Please know you have tried everything possible & now this eventuality is the last resort.
((((((((Hugs))))))))
 

DesperateofDevon

Registered User
Jul 7, 2019
3,274
0
Thanks x my sister and I said recently I should have kept a diary of how mum is each day and I wish I had as nowadays I struggle to keep track of things and what happened when.
I'm dreading SW visit as when someone rang to ask for some details to put on form for reassessment I couldn't think properly what had happened and what struggles she had.
I struggle to think how long things have been happening and when worse or better too. The first time round I seemed to have a better grasp on things but now it all blurs into one mixed up mush.
I did go through my posts and texts to my sister and jot some things down before last SW visit at end of October but haven't since then. There have been so many texts to sis I doubt I could track them all but I will try reading through my posts on here and jotting some things down to remind me what to tell them. If I'm still staying at mums I'll have to jot them in a notebook by mobile phone light after shes gone to bed as she'll go mad if she sees me write things down about her. But I do need to remind myself what happened when.
Thanks for the suggestion x
I truly think by going through TP you can collate that information together, & ask for email addresses to send to the relevant persons. a paper trail is incredibly helpful, but to be honest you have enough info in just one of your posts to raise alarm bells.

Sending strength & (((hugs)))
Your poor Mums mind is in such turmoil it needs a rhythm & routine you can no longer give her. Oh my lovely it’s heartbreaking but maybe it’s time to let the professionals take the strain & enable you to take a breath
Xx
 

Mandy76

Registered User
Jul 25, 2019
50
0
Oh Annielou - what a terrible ordeal. I was speaking to you over on my other thread about my own mother not recognising me or my dad.

The situation is similar to what my mother was like. She constantly (90% of the time) thought my dad was her own dad or one of her two brothers and that I was her sister. She would not believe that we were really us.

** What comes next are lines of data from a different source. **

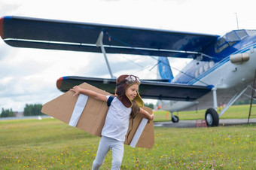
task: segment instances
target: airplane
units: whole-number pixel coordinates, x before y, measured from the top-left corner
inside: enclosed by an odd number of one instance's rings
[[[256,30],[239,29],[223,36],[124,26],[6,16],[0,19],[0,35],[13,47],[102,53],[111,78],[66,76],[56,81],[66,92],[87,82],[114,93],[107,53],[158,57],[159,77],[142,80],[143,99],[160,101],[172,112],[207,109],[207,126],[218,126],[219,117],[239,99],[251,98],[256,69]],[[173,76],[169,58],[191,59]],[[218,95],[217,95],[218,93]],[[226,104],[218,114],[218,105]]]

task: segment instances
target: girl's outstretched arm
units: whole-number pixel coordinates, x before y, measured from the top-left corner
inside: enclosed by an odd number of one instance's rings
[[[90,90],[85,90],[82,89],[78,86],[74,87],[72,89],[70,89],[71,91],[75,92],[75,94],[73,96],[75,96],[77,95],[79,95],[80,93],[82,93],[84,95],[88,96],[90,97],[93,97],[95,99],[100,100],[102,102],[107,102],[108,99],[105,95],[99,94],[98,93],[93,92]]]
[[[143,110],[142,108],[139,109],[139,114],[142,114],[143,117],[146,117],[148,119],[148,120],[154,120],[154,114],[150,114],[148,111],[145,110]]]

When we tried to tell her it was us, she thought we were impostors who had kidnapped the real us and were now planning to kill her. So we had to play along to prevent the imposter scenario.

She was constantly looking for us, hunting round the house, in cupboards, under tables - frantic because she couldn't find us. Looking out the window for us coming back, pacing around, searching through her address book to see who she could phone to ask where we were. It was awful - she was in a dreadful state.

We never had any kind of formal needs assessment carried out - social work visited the house once to see what the situation was, but mainly we dealt with the nurse from the memory clinic.

It was not sustainable, and neither is your situation. When we got to the point that we couldn't go on, we called the memory clinic and they sent two nurses to the house to collect her and take her to the psychiatric ward where she has been now for 4 weeks.

She won't be coming back home because we can't live the way we were living, constantly mistaken for someone else and her frantic and terrified.